The penalty for a bad faith denial by an insurer is $30,000 for each instance, or three times the amount owed to the injured employee, whichever is less. Dipko said among the roughly 30,000 worker’s compensation claims in 2016, 25 insurance carriers and employers in the state were penalized a total of $303,000 for bad faith denial of coverage.
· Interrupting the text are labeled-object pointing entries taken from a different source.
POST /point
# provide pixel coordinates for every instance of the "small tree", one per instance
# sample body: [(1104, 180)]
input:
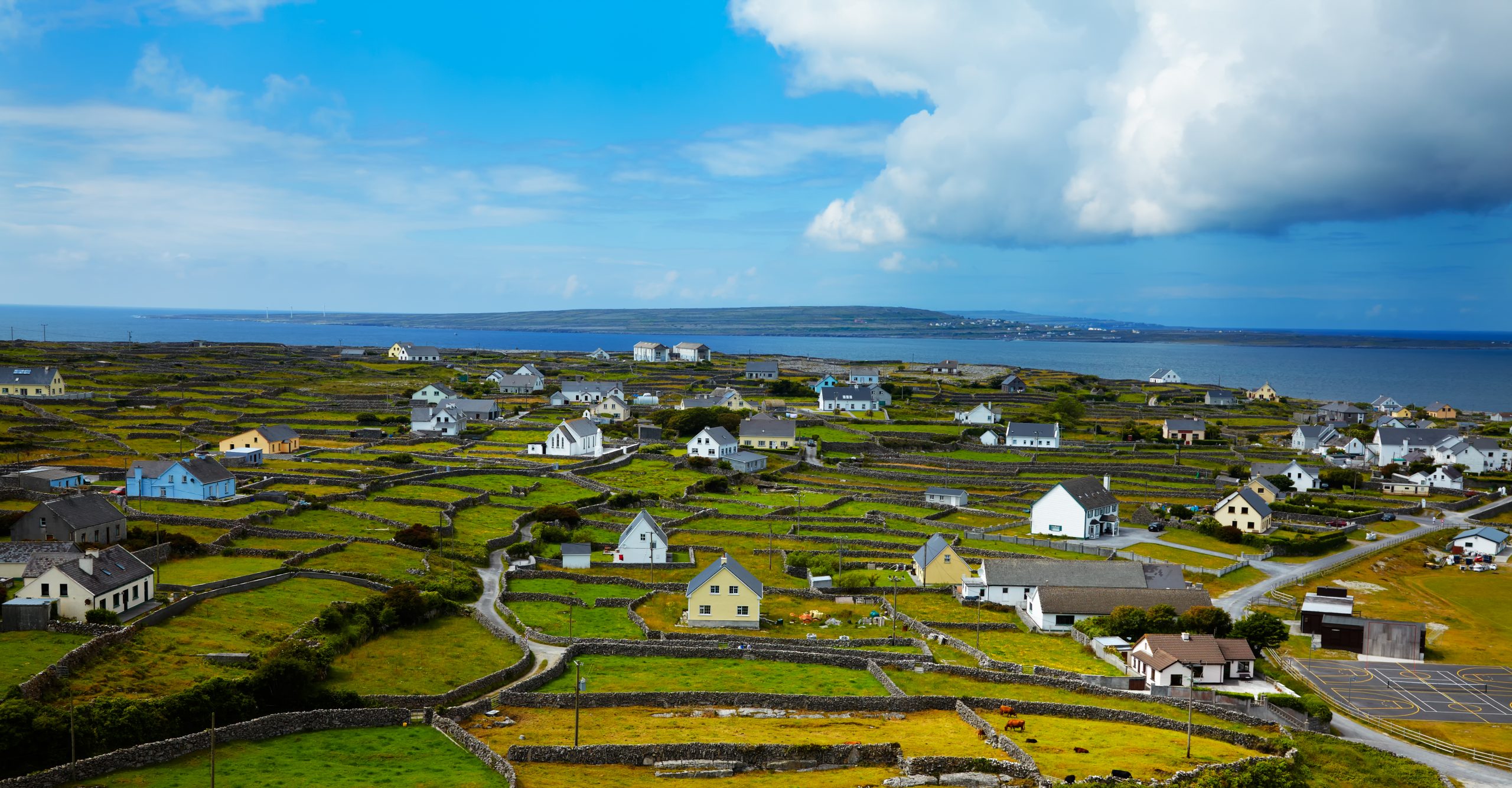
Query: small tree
[(1262, 630)]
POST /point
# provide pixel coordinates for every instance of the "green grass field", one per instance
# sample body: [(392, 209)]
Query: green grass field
[(25, 654), (430, 659), (640, 673), (165, 659), (416, 757)]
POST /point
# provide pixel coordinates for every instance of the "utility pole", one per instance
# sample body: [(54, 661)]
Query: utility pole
[(576, 693)]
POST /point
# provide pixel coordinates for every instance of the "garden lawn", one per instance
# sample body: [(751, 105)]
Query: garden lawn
[(589, 592), (1194, 539), (1178, 555), (620, 776), (165, 659), (212, 568), (25, 654), (1036, 649), (416, 757), (714, 675), (920, 732), (386, 562), (431, 659), (552, 619)]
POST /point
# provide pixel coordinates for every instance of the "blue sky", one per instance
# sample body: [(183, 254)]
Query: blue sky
[(1266, 165)]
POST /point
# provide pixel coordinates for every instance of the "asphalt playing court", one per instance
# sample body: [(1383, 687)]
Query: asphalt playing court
[(1418, 690)]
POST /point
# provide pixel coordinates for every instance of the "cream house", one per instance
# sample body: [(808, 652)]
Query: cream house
[(936, 562), (725, 595)]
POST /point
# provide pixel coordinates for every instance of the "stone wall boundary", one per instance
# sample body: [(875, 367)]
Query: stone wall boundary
[(256, 730)]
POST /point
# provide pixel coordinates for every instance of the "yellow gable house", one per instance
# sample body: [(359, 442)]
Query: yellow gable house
[(725, 595), (936, 562), (273, 439)]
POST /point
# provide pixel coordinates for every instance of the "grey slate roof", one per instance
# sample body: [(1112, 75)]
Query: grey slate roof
[(1065, 574), (277, 432), (768, 427), (206, 471), (14, 552), (114, 568), (930, 549), (735, 569), (1103, 601), (1030, 430), (1089, 492), (84, 510)]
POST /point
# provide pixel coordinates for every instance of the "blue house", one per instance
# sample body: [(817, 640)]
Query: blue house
[(193, 480)]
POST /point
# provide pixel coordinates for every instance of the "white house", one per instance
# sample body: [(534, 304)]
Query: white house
[(447, 419), (1311, 438), (407, 351), (1304, 478), (1040, 436), (947, 497), (692, 351), (587, 390), (714, 442), (1057, 608), (108, 578), (1478, 454), (1077, 509), (1485, 540), (1191, 659), (1393, 445), (1446, 477), (983, 413), (862, 376), (643, 542), (573, 438), (1009, 581), (652, 351), (576, 555), (835, 398)]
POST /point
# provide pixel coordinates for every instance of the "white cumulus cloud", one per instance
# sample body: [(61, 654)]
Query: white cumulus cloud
[(1089, 122)]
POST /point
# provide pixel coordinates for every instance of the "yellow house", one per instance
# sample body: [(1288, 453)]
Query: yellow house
[(32, 382), (1245, 510), (273, 439), (1265, 394), (936, 562), (725, 595)]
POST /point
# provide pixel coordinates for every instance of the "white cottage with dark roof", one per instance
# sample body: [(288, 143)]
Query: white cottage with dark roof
[(1077, 509)]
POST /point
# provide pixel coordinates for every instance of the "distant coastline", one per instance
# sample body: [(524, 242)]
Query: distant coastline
[(871, 323)]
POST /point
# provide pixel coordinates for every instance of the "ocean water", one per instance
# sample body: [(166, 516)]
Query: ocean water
[(1465, 379)]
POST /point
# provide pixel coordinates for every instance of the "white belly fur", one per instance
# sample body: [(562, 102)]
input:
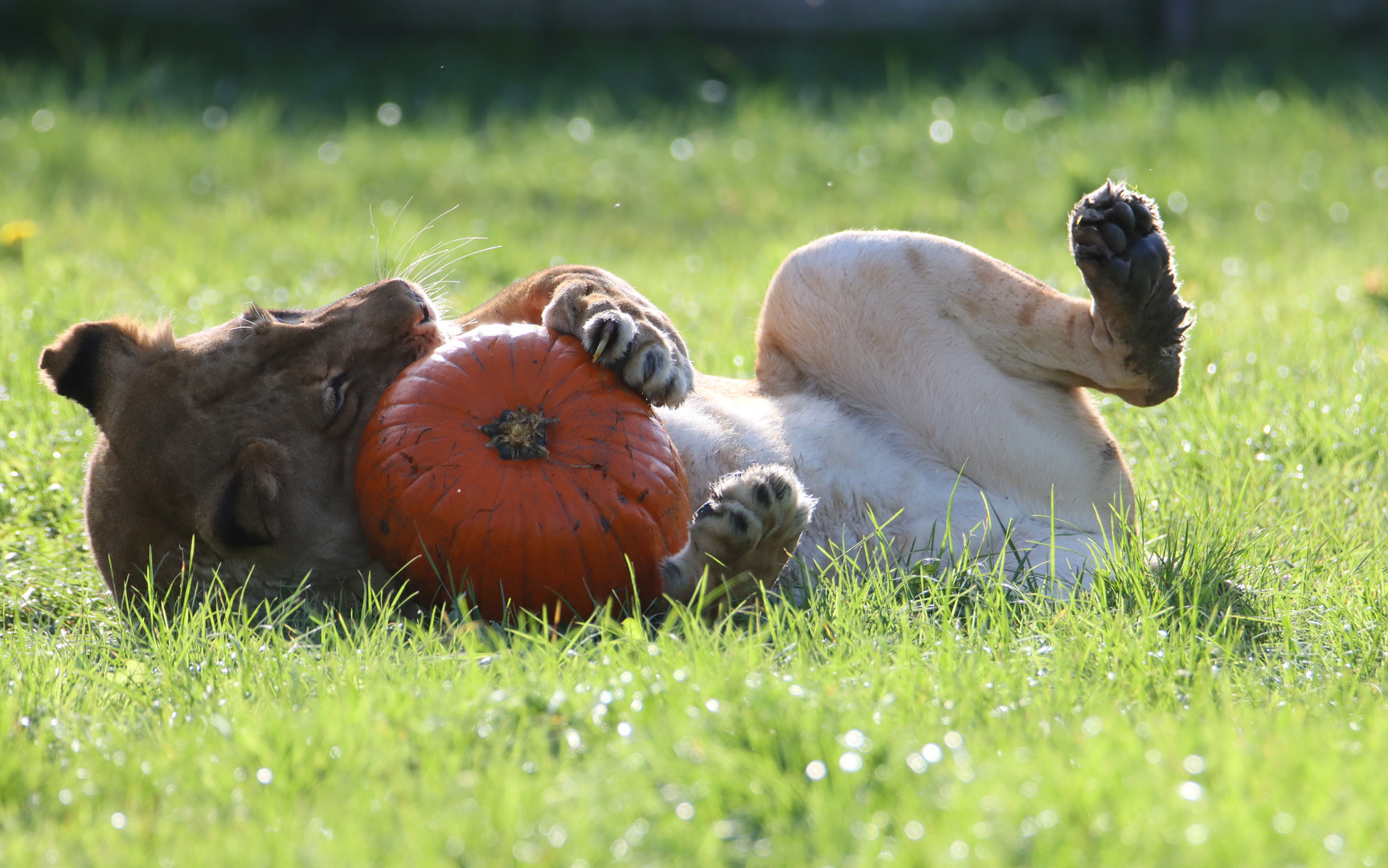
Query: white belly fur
[(865, 477)]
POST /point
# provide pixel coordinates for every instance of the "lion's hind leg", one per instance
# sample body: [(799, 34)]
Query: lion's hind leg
[(744, 535), (1120, 249)]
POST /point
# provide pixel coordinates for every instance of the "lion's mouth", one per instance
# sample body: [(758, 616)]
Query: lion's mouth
[(425, 334)]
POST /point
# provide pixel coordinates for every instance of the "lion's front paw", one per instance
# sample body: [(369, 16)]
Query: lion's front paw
[(641, 352), (625, 332), (1119, 246)]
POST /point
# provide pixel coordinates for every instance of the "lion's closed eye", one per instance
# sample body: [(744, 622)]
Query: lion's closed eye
[(335, 393)]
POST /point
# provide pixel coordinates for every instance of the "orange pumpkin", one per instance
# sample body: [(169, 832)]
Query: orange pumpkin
[(511, 469)]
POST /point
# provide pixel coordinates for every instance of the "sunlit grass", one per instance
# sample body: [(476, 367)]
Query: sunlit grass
[(1226, 710)]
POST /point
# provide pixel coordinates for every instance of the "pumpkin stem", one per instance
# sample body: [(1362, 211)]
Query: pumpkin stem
[(519, 434)]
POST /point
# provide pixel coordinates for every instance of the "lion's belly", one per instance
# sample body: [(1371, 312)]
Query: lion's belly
[(862, 477)]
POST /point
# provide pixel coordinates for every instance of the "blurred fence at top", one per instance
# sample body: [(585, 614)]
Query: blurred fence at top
[(1177, 23)]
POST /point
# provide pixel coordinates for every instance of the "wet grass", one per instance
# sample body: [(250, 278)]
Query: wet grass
[(1227, 710)]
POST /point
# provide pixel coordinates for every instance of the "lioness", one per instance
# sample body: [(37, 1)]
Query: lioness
[(899, 375)]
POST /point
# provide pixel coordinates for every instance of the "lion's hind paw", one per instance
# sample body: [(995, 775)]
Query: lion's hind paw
[(1120, 249)]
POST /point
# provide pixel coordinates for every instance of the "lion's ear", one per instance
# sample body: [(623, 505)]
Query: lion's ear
[(250, 511), (91, 360)]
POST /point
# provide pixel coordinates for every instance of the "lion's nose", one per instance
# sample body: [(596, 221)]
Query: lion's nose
[(427, 310)]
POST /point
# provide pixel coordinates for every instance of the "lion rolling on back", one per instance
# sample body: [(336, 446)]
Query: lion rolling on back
[(897, 374)]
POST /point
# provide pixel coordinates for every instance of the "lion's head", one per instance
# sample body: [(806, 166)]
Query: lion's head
[(231, 452)]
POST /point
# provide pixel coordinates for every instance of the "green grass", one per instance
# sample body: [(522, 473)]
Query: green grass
[(1065, 732)]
Gahnz said worker’s compensation insurance carriers can afford to drag out cases until claimants run out of money.
“I know that there is a lot of crowing that this is one of the better systems in the country,” Gahnz said, “but you’re not going to hear that from the injured workers.”
Kay Templin is one of them. Templin was a kitchen worker at St. Francis Xavier School in Appleton when she slipped and fell at work in October 2014.
After the mishap, Templin continued to have problems with her knee. She was diagnosed with a torn meniscus and had surgery in August 2015, after which she filed for worker’s compensation to cover “several thousand dollars” in medical costs and lost wages.
Soon after, Templin was told to get a second opinion from a Madison physician approved by the insurance company. This second doctor determined the injury was not work related, and that the meniscus tear was from a pre-existing condition.
“My wife’s surgeon laughed when he saw the report. He said, ‘Where is this coming from?’ ” Bob Templin said.
For the Templins, no settlement was offered. They had faith that the system would work for injured workers, and represented themselves in front of an administrative law judge.
“Everything went by the letter. I give the attorney for the insurance company credit, he knew the rules and he knew how to play the game and he kicked our butt, he did his job,” Templin said.
“If that is what the system is designed for, then the system works quite well. If the system is designed to be fair and equitable to injured employees, it fails miserably, in my opinion.”